It seems obvious that counselors would be good listeners; however, the importance of developing our listening skills is often overlooked because we think that it is easy to be a good listener. Being an active listener is a skill that requires effort and practice. You can’t apply all of your other counseling skills until you become a good listener. Below are some tips to improve your listening skills.Outdoor Date

  • Be in the moment. This is good advice for all of life, but when you are with a client you owe it to them to be 100% focused on them. That means that you have to take all of your personal issues and put them away. During that session, nothing matters outside of that session.
  • Listen not only to what is said, but how it is said. One of the problems with email and text messaging is that you don’t get the tone in which it is said and it can be misinterpreted. If you are completely focused on them during the session, then you shouldn’t have any difficulty picking up the tone in which something is said.
  • Pay attention to body language. Learn to read body cues. Learn to recognize when they are becoming more anxious or if they may not feel comfortable about sharing something personal.
  • Paraphrase It is important to repeat back what you heard, because what they say and what you hear isn’t always the same. Paraphrasing what they say back to them not only serves to clarify what they are saying but it also demonstrates that you are listening and trying to understand.
  • Shut-up Because our brain works much faster than people talk we tend to want to jump in every time we have a related idea. It is important not to interrupt their thought process because if you get them off topic you are likely to miss important information that they were leading up to. Don’t be afraid of silence.
  • Make notes If you have a great memory, then maybe this isn’t necessary but I need to make a few simple notes to jog my memory. Often as clients are talking about one particular issue, they may leave hints about some other issues that are going on. For example, say your client is talking about how she is having a difficult time with her children and that the stress is wearing on her. She may also mention that her husband works long hours and isn’t home very much to help. I may not ask her at that point but make a quick note to later ask about her relationship with her husband.
  • Ask good questions Learning to ask the right questions is one of the most important skills that you can develop as a counselor, but the only way you can ask good questions is to first be a good listener. Asking pertinent questions will show them that you understand or at least are trying to understand what they are talking about. If you ask the right questions, you may also be able to guide them into making better decisions. For example, let’s say that you client says that he got offered a job with a former employer but admits that some of his old “using” buddies are still working there. Instead of telling him that is a bad idea, that he needs to change his people, places and things, maybe you can ask him some questions that will help him really think about the situation. Ask questions like:

How are things going to be different this time?

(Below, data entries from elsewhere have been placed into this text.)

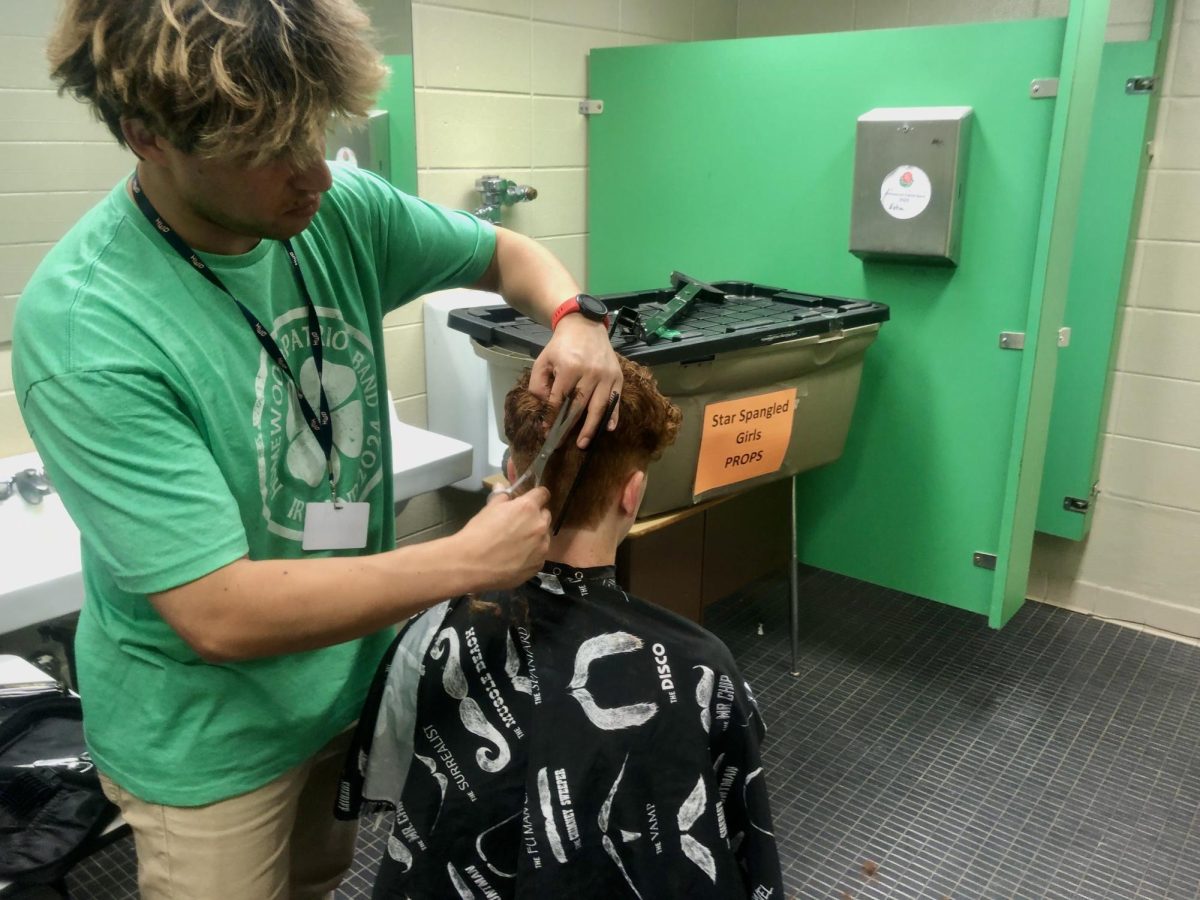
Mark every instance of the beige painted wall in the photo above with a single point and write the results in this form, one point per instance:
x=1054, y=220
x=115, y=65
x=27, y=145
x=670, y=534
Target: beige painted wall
x=1141, y=562
x=498, y=84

Does your employer understand and support your recovery?

What is your plan when you are offered drugs?

Are there any other options for employment?

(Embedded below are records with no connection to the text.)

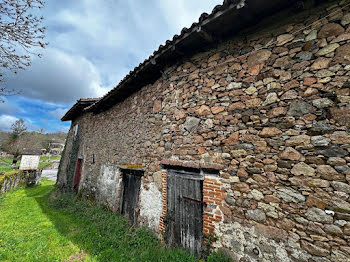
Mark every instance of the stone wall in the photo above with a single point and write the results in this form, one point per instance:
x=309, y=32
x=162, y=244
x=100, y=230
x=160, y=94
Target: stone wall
x=274, y=122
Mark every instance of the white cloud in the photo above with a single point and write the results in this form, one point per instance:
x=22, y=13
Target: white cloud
x=93, y=44
x=58, y=77
x=58, y=113
x=6, y=122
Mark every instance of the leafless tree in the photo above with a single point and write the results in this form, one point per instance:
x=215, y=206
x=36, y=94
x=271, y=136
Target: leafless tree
x=18, y=128
x=21, y=34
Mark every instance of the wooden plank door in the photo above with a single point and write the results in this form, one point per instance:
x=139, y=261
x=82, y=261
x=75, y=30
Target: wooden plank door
x=184, y=220
x=77, y=175
x=130, y=195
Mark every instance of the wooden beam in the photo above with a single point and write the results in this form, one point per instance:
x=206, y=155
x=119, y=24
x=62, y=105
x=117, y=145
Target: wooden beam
x=204, y=35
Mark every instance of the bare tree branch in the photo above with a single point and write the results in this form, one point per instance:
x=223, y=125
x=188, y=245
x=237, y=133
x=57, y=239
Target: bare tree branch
x=21, y=32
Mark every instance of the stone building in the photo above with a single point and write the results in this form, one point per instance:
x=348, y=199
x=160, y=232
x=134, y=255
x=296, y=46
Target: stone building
x=237, y=128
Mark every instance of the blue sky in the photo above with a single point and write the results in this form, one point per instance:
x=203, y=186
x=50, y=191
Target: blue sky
x=93, y=44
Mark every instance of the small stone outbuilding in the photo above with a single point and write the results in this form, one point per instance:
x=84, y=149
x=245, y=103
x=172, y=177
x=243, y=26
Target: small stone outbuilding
x=234, y=132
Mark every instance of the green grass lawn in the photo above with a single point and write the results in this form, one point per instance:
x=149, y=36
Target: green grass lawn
x=38, y=226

I feel that it is much more effective if you can have them come to their own conclusions so that they understand why they are making these decisions as opposed to just telling them how they should handle the situation. You can find books, classes and plenty of other information on motivational interviewing.

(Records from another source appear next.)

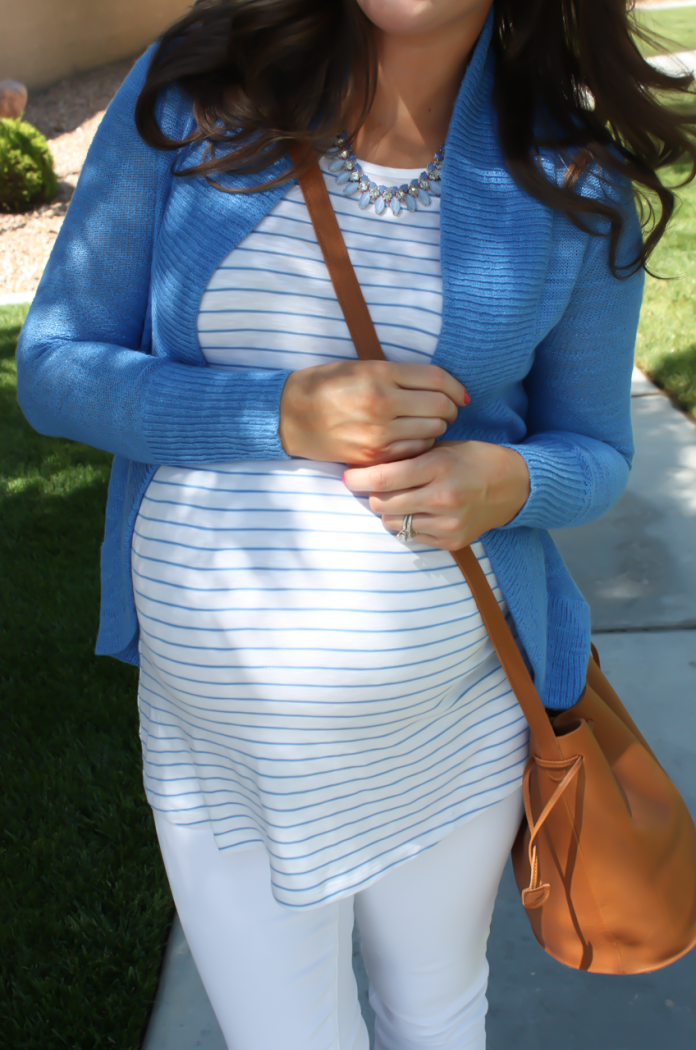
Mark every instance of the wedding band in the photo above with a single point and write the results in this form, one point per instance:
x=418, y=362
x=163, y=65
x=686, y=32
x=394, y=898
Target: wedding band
x=407, y=531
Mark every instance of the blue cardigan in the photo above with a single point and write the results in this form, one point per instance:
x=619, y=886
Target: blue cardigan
x=533, y=323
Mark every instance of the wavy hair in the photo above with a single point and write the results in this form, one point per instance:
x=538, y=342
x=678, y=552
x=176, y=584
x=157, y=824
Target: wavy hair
x=570, y=77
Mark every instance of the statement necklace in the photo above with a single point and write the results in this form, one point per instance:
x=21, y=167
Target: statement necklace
x=350, y=174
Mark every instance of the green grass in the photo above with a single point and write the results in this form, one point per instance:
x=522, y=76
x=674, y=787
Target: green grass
x=676, y=27
x=667, y=337
x=84, y=902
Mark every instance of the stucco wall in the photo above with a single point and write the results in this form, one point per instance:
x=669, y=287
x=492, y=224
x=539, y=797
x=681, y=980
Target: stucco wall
x=41, y=41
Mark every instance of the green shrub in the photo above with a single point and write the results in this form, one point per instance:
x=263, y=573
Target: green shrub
x=26, y=167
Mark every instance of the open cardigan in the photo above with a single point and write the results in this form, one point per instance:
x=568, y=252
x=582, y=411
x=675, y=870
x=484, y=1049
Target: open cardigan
x=533, y=324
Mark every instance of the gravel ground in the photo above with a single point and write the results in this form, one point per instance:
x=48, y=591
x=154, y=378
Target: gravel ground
x=68, y=114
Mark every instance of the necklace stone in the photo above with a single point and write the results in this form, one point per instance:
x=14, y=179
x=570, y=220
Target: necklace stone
x=409, y=195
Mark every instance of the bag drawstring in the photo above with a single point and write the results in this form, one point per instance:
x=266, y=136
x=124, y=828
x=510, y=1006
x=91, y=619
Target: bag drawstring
x=538, y=893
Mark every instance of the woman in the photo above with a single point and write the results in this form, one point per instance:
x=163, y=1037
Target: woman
x=327, y=731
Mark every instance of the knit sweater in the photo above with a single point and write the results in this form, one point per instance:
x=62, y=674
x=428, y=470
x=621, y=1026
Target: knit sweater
x=109, y=353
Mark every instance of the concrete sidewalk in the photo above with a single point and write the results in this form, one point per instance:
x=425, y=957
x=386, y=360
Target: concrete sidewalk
x=637, y=568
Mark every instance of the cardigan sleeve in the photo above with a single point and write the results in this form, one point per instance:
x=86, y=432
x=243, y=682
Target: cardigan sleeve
x=578, y=446
x=84, y=366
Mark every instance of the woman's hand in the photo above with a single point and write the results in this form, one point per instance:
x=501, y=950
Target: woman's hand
x=366, y=412
x=456, y=491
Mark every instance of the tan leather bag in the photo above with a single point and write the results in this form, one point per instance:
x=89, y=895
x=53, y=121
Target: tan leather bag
x=606, y=857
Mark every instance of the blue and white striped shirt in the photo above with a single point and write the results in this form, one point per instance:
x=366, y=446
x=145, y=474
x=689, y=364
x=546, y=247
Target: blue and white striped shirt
x=308, y=680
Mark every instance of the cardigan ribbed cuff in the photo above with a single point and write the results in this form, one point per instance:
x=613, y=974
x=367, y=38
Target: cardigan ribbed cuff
x=561, y=486
x=199, y=415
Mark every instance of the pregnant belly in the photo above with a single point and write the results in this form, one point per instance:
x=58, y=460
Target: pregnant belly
x=271, y=582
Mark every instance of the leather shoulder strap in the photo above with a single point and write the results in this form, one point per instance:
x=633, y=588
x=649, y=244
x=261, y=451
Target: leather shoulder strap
x=367, y=347
x=333, y=247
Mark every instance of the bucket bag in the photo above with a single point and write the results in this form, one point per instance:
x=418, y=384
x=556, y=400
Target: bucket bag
x=605, y=859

Listening, not imitation, may be the sincerest form of flattery.

                                                                   Joyce Brothers

In my early days of counseling I would stress over not being able to come up with great solutions to everyone’s problems. Over time I learned that no one has all of the answers, and it isn’t a good idea to pretend like you do. Your clients expect you to be knowledgeable and maybe even wise, but being a know-it-all is neither realistic nor effective. Counselors are allowed to be human and being human with your clients helps to build better relationships.

If you go talk to your friend about your bad day, you may want some input or advice but mostly you just want someone to listen and care. I understand that your relationship with a client is different, but they still need to feel like they are understood and that you care.

To help someone, you need to understand what they are going through and to understand them, you must truly listen.